This blog post is explanation for the algorithm I used in previous post.
The algorithm is to determine which country does an IP come from.
Input: an IPv4 string (eg. 199.191.56.130)
Output: country name (eg. United States)
Existing libraries
Why did I have to “reinvent the wheel”
They are all good for translating IP to Country. They also provides easy-to-use APIs, however I didn’t find a way to use them with Apache Spark. I had to import them whenever I want to process something (eg. a line from a log file) which drains too much performance for library initialization.

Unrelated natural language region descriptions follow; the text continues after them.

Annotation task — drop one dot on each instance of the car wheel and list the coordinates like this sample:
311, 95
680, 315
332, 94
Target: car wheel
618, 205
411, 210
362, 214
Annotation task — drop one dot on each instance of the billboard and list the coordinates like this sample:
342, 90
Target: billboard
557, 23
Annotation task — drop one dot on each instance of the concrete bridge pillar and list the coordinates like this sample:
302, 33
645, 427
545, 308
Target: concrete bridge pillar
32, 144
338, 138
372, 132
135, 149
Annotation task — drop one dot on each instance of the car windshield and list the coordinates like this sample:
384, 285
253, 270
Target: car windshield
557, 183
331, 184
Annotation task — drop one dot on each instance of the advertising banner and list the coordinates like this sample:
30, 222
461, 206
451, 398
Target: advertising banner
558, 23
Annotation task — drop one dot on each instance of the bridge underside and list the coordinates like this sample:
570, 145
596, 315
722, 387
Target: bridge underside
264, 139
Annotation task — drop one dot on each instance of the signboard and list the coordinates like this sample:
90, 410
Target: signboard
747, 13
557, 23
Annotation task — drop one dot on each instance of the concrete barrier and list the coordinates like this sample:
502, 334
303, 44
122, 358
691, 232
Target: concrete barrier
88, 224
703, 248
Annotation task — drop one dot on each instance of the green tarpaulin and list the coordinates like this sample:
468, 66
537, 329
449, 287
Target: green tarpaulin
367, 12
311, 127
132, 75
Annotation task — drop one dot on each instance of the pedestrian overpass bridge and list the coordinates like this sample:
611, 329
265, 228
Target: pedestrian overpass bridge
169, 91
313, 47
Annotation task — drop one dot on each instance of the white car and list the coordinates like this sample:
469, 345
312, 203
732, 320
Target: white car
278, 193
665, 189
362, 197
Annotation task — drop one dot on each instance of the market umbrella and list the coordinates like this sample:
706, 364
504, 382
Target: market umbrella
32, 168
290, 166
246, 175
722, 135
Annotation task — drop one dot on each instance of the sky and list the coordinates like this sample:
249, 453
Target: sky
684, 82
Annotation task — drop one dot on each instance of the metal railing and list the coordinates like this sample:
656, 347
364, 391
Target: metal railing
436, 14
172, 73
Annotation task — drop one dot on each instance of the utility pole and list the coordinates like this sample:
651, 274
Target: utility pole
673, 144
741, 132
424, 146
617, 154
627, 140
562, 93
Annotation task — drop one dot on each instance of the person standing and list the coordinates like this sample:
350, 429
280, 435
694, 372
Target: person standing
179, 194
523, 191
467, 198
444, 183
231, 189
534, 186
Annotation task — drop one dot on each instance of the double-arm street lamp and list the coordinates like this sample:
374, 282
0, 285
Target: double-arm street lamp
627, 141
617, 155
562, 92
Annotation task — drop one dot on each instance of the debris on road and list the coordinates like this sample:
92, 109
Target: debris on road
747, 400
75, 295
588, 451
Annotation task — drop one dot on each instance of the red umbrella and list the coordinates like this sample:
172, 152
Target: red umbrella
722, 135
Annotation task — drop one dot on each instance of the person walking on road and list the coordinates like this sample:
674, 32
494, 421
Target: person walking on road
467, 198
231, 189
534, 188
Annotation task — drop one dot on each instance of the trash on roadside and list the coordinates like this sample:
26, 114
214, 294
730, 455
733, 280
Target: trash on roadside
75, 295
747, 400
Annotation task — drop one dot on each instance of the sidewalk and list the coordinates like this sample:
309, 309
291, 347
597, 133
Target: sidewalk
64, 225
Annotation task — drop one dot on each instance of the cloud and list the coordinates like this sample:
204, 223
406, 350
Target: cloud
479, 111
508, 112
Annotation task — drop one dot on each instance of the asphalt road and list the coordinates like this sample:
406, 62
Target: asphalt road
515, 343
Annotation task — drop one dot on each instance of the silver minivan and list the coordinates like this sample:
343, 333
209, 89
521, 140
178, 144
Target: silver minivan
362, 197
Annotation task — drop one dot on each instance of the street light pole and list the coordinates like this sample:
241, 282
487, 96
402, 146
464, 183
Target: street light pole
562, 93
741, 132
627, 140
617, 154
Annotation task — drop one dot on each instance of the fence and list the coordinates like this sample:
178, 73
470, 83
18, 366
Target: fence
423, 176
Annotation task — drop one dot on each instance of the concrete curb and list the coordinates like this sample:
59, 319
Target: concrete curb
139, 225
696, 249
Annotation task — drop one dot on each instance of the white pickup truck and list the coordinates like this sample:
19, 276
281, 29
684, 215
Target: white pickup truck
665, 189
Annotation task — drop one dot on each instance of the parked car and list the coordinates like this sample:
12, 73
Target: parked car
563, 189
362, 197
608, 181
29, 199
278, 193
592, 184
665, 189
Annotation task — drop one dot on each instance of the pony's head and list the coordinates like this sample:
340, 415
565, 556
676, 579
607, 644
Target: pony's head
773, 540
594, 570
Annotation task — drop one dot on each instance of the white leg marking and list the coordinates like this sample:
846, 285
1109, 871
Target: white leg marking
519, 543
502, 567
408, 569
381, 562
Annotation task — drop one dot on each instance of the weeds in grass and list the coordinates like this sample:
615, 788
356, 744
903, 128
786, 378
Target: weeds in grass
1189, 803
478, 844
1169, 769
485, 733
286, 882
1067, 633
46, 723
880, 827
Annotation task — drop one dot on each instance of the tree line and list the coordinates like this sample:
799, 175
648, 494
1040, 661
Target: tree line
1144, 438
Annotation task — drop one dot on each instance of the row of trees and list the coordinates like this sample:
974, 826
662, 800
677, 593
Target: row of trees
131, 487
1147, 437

Because of that reason, I needed to write a piece of code to translate IP to Country myself which should be simple, fast and be able broadcasted by Apache Spark.
Mindmax Database
There’s no straight algorithm to determine which country an IP comes from, I have to use a database that contains a map from an IP range to a country to know which range the IP belongs thus I know its country.
Mindmax provides simple, accurate and frequently updated that kind of database. They have GeoIP2
and GeoLagacy
in binary and CSV format. I used GeoIP2 CSV version because of its simplicity and readabily.
Download the database
You can download it from here, please choose GeoLite Country.
In this database, there’s only one CSV file containing many lines. Each line is a mapping from IP range to country and it looks like this:
"2.17.252.0","2.17.255.255","34733056","34734079","DE","Germany"
It starts with two IPs defining the IP range follow with 2 numbers that are the previous 2 IPs in integer. It ends with the country code and country name. So that line means every IPs from 2.17.252.0 to 2.17.255.255 comes from Germany. It also means every IPs in integer between 34733056 and 34734079 is Germany.
Working with integer is always simpler and faster than string so I decided to use IP in integer form so I used only:
"34733056" "34734079" "Germany"
to define an IP range.
Our problem
Given a specific IP, our problem now turns into finding a range which the IP belongs to. So if “2.17.252.10” is our IP, the algorithm should know it belongs to ["2.17.252.0", "2.17.255.255"]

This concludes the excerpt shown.